As the CTO of Duraspace I try to find the synergies between our products and communities and external products and communities and set up projects to take advantage of them. Duraspace is a not-for-profit foundation in the US that supports the development of DSpace, Fedora commons and Duracloud.

What are you hoping to get out of Dev8D?

I'm here because it’s an opportunity to talk to many of our colleagues at the same place and the same time and look for project opportunities. This year I have tried to bring some more of the US repository developers here for the same purpose and to start to consider a similar event in the US.

It's been observed at many formal conferences in the past that many farmaciagenerica24 of the value and great ideas come out of the unscheduled sessions so the grand social experiment of Dev8D to build a conference that does that day in day out for several days is fascinating.

I was here last year and concluded that it's highly effective format and the challenge is to find ways to expand it both to a larger global community and increase the frequency so that the continuity of ideas is maintained. One somewhat idealistic vision for the future, but perhaps achievable, would be to have four Dev8D conferences spaced at roughly quarterly intervals in different areas of the globe. It would be impractical for most people to attend all four but it would allow the ideas and concepts that emerge to get a refresh every few months and you could track areas you are interested in through tweets and blogging and the other outputs. We're working on it!

Why do communities like Dev8D matter?

Developer communities have been self-organising for a long time and have shown themselves to be of value in fostering innovation and making efficient use of resources. They enable you to find out what's going on in other institutions and that saves time and money and gets a better product.

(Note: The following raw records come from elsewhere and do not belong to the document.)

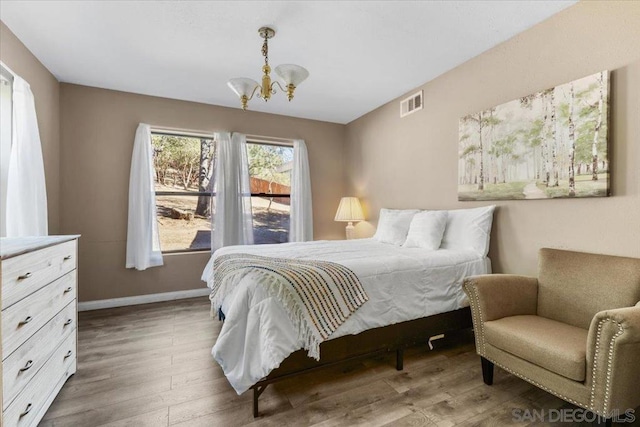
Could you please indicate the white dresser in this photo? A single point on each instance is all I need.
(38, 324)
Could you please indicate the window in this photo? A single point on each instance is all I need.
(270, 174)
(184, 180)
(6, 102)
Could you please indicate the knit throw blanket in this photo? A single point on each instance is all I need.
(317, 295)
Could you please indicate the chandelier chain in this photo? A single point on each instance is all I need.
(265, 51)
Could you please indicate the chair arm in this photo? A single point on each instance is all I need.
(494, 296)
(613, 352)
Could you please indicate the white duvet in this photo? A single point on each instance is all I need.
(402, 284)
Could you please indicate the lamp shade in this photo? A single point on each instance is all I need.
(292, 74)
(242, 86)
(349, 210)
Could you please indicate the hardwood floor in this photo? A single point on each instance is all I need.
(150, 365)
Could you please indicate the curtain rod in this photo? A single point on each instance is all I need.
(181, 132)
(188, 132)
(270, 139)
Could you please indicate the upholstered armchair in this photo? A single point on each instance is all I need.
(574, 331)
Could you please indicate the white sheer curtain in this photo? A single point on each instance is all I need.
(143, 240)
(301, 222)
(26, 205)
(232, 220)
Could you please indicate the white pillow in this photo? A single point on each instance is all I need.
(469, 229)
(393, 225)
(426, 230)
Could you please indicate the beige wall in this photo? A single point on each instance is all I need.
(412, 162)
(46, 91)
(98, 128)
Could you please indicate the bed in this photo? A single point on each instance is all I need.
(413, 293)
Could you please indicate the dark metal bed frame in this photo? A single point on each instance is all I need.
(367, 343)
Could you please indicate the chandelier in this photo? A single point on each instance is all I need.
(290, 74)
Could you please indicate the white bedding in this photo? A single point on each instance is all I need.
(402, 284)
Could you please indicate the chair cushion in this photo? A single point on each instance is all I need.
(550, 344)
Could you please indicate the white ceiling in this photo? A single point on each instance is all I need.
(361, 54)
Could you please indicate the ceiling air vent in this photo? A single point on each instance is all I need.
(411, 104)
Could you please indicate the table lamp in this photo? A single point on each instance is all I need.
(349, 211)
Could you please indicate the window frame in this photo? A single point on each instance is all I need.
(211, 195)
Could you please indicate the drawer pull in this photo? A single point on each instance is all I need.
(24, 276)
(27, 410)
(25, 321)
(27, 366)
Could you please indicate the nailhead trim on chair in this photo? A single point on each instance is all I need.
(476, 314)
(611, 350)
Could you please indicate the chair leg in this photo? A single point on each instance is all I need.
(487, 371)
(399, 359)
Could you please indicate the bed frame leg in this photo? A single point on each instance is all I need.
(399, 359)
(257, 391)
(487, 371)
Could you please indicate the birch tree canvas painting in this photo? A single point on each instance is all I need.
(550, 144)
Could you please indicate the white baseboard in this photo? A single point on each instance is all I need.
(142, 299)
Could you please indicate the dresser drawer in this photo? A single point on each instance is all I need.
(24, 318)
(24, 274)
(24, 410)
(29, 358)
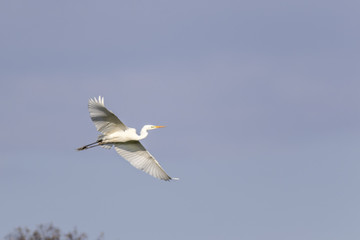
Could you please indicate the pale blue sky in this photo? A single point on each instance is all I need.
(260, 100)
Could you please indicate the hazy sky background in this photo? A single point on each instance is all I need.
(260, 100)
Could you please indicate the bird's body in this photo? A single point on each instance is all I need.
(124, 139)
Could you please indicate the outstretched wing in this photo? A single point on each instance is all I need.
(105, 121)
(136, 154)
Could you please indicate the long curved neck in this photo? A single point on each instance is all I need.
(143, 133)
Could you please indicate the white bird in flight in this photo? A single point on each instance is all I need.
(124, 139)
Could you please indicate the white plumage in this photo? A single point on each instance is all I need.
(125, 140)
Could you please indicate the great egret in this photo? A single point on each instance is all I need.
(124, 139)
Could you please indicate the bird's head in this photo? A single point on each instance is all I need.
(152, 127)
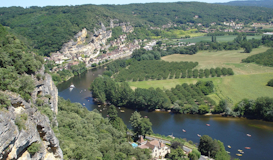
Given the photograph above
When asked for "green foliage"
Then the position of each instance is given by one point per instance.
(270, 83)
(15, 64)
(260, 108)
(182, 12)
(20, 121)
(140, 126)
(87, 135)
(4, 101)
(203, 109)
(48, 28)
(212, 148)
(34, 148)
(265, 58)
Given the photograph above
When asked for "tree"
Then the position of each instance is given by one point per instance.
(135, 121)
(140, 126)
(205, 145)
(146, 127)
(247, 47)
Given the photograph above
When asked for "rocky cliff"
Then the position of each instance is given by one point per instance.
(25, 133)
(88, 43)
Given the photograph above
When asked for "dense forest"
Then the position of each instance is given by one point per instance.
(48, 28)
(16, 65)
(181, 99)
(257, 3)
(183, 12)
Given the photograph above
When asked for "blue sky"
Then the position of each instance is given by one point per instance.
(27, 3)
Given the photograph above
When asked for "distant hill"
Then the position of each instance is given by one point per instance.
(48, 28)
(257, 3)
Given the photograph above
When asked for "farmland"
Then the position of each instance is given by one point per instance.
(249, 80)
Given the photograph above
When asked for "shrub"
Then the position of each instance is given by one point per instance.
(270, 83)
(34, 148)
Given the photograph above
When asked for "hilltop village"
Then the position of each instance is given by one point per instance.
(94, 47)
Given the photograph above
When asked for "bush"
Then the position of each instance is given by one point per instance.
(270, 83)
(34, 148)
(4, 101)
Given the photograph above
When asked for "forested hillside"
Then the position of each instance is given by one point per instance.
(183, 12)
(257, 3)
(16, 63)
(47, 28)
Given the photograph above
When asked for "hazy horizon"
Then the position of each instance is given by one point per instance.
(29, 3)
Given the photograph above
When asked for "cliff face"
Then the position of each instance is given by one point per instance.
(22, 125)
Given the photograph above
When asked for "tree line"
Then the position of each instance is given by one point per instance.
(120, 94)
(265, 58)
(261, 108)
(158, 70)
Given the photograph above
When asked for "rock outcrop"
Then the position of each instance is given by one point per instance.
(45, 86)
(23, 125)
(89, 44)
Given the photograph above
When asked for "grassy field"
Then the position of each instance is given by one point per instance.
(218, 38)
(229, 59)
(249, 80)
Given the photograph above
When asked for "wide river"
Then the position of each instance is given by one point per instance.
(231, 131)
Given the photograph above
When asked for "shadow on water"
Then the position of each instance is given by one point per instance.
(231, 131)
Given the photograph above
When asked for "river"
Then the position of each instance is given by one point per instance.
(231, 131)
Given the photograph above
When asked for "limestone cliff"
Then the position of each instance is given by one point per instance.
(88, 43)
(22, 125)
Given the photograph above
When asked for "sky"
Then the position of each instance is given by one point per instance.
(28, 3)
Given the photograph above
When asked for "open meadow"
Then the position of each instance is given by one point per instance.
(249, 80)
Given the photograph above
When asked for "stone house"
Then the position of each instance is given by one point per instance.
(159, 149)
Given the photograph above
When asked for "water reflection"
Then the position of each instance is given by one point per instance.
(231, 131)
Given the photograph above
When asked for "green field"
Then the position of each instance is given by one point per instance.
(218, 38)
(249, 80)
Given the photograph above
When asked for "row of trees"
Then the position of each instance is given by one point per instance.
(183, 96)
(261, 108)
(265, 58)
(158, 70)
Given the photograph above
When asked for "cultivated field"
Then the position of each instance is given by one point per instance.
(226, 38)
(249, 80)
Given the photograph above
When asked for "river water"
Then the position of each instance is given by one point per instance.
(231, 131)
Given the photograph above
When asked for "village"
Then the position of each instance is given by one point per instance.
(94, 48)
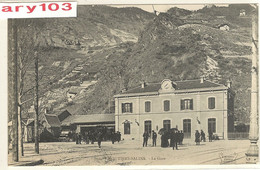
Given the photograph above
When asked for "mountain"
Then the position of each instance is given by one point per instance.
(118, 48)
(170, 48)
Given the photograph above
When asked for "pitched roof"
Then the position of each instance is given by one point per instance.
(88, 119)
(63, 115)
(181, 85)
(53, 120)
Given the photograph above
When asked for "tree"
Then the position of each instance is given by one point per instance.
(14, 96)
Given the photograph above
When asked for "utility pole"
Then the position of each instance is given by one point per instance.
(14, 92)
(36, 104)
(252, 153)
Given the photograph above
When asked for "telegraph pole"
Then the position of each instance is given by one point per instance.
(252, 153)
(14, 92)
(36, 105)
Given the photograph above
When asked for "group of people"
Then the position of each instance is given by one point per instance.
(91, 137)
(199, 137)
(176, 137)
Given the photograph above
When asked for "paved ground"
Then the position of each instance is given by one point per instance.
(130, 153)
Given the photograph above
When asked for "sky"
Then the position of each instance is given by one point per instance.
(162, 8)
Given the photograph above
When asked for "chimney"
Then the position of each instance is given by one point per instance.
(143, 85)
(202, 78)
(229, 83)
(124, 90)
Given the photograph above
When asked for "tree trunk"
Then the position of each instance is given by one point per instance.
(14, 103)
(20, 130)
(36, 105)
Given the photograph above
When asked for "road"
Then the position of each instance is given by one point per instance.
(132, 153)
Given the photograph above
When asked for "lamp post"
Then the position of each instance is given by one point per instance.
(252, 153)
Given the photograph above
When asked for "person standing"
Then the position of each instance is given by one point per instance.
(113, 137)
(99, 138)
(174, 140)
(145, 136)
(210, 136)
(203, 138)
(79, 138)
(197, 137)
(154, 137)
(182, 137)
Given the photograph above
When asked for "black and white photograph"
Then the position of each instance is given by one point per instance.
(127, 85)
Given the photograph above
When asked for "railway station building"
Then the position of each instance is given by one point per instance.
(188, 105)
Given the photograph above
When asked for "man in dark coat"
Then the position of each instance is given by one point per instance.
(197, 137)
(210, 136)
(182, 136)
(203, 138)
(99, 138)
(79, 137)
(145, 136)
(154, 136)
(178, 137)
(174, 140)
(113, 137)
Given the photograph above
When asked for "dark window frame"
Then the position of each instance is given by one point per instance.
(167, 124)
(212, 125)
(127, 107)
(165, 102)
(186, 104)
(147, 107)
(148, 126)
(211, 103)
(127, 128)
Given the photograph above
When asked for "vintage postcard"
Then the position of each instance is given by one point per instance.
(126, 85)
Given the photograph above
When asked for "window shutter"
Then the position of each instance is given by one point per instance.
(211, 103)
(191, 104)
(182, 104)
(166, 104)
(131, 107)
(123, 107)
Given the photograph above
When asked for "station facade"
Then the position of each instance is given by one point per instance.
(186, 105)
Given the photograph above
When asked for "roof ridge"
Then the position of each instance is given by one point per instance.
(186, 80)
(215, 83)
(51, 114)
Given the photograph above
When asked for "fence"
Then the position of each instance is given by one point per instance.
(238, 135)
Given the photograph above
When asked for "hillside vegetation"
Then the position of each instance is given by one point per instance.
(120, 48)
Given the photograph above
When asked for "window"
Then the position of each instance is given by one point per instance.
(127, 107)
(166, 105)
(148, 126)
(211, 103)
(187, 104)
(187, 128)
(127, 128)
(147, 106)
(212, 125)
(167, 124)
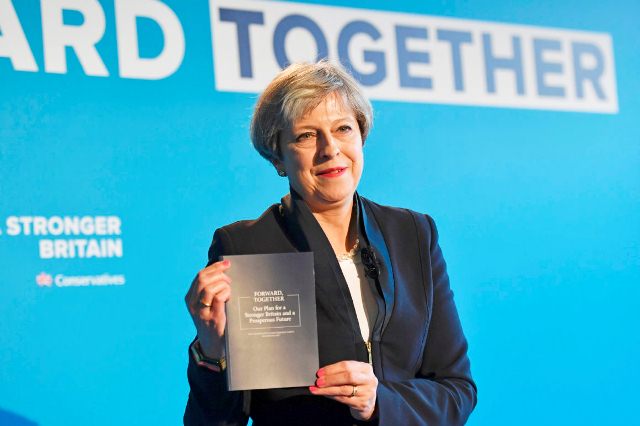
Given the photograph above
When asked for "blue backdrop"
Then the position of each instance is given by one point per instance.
(538, 212)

Dev8D demonstrates that you can set out to  have that as your sole goal – it doesn't have to be a secondary effect of some other goal.

 What do you think your organisation gains by you being here?

The organisation gains awareness of current areas of research and project development. It allows us to plan our own research and development to complement it.

Interview: Alex Bilbie

Alex BilbieI’m a 2nd year computer science student at the University of Lincoln and I also work for the university’s online services team as a developer. My fellow student Nick and I are full time students but we also do 10 hours or so a week on the services team to bring a “fresh new perspective to tired old computing”.

Why are you at Dev8D?

I have been involved with the development of the JISCpress project and now that that it is out in the open it’s got quite a lot of people talking about it and its potential and there’s only so much talking you can do over Twitter. It’s nice to get some physical feedback. For me personally, as I have been in charge of branding the site, I’d like to get some responses in terms of accessibility and visual feedback, and any ideas people might have in the event that the project is refunded. I want to gather ideas for that.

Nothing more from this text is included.